The service was also exceptional. We were seated next to a couple who were engaged in a knockdown drag-out fight over dinner. No. I'll be honest and blunt. We were seated next to a horrific harpy who spent our entire meal abusing her husband verbally at quite high volume. The staff handled the situation professionally and as well as they possibly could - turning what could have been a bad experience for us into a great one. Oh... also, their bartenders are VERY good.
The only negative of the meal was the wine list. While the list is truly extraordinarily curated and focused - it's also dramatically over-priced (even for such a good restaurant in such an expensive city.

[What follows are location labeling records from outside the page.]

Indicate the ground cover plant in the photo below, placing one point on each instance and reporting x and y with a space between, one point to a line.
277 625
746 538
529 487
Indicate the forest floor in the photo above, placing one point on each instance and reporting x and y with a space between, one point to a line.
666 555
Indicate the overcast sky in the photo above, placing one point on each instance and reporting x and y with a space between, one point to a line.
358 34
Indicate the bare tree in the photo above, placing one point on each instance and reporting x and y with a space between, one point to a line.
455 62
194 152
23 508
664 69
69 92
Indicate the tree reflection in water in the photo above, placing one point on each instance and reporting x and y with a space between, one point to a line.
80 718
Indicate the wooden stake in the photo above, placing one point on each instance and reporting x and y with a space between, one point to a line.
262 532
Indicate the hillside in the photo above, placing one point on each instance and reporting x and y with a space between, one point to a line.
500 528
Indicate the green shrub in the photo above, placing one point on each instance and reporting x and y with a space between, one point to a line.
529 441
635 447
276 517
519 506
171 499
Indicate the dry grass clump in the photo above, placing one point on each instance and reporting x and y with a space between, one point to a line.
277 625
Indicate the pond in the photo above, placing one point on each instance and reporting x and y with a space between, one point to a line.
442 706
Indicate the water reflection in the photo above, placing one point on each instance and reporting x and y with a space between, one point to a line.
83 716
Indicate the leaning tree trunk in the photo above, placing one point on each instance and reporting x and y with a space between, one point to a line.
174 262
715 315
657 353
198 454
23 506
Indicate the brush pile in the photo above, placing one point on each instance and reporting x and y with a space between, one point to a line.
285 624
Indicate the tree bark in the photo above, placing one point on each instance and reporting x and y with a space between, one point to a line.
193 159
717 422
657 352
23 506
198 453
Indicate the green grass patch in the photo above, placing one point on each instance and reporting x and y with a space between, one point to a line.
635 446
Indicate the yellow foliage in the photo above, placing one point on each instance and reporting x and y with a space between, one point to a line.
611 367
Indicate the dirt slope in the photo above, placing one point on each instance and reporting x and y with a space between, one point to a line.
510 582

I would eat here again in a heartbeat - and in fact hope to eat here every time I come to London.
Briketenia - Guethary, FR
This was my first time visiting the Cote Basque and let me simply say it will most certainly not be the last. I feel like a fool for taking so long to get here. The combination of Basque and French cultures - seasoned with Parisian chic and money and California surfer style and vibe create a truly unique and wonderful place. And all this in a setting that is beyond magical.
Given the reputation of Basque food in the world these days - it should come as no shock that the food in this region is excellent. And of all the places we ate at - Briketenia stood out as by far the most special.
We arrived before sunset and as a result had a meal in the (wonderful) dining room while the light softened, the sun set and the world outside the huge windows transformed to night.
To be blunt... if I were served this meal in a Parisian 3-star restaurant I would have been overjoyed. And if those Parisian restaurants had the sort of honest, authentic and soulful service that Briketenia has - I think we'd all be much happier.
Finally... this meal was truly a bargain. While not a budget restaurant in any way - it was an extraordinary value for what we got.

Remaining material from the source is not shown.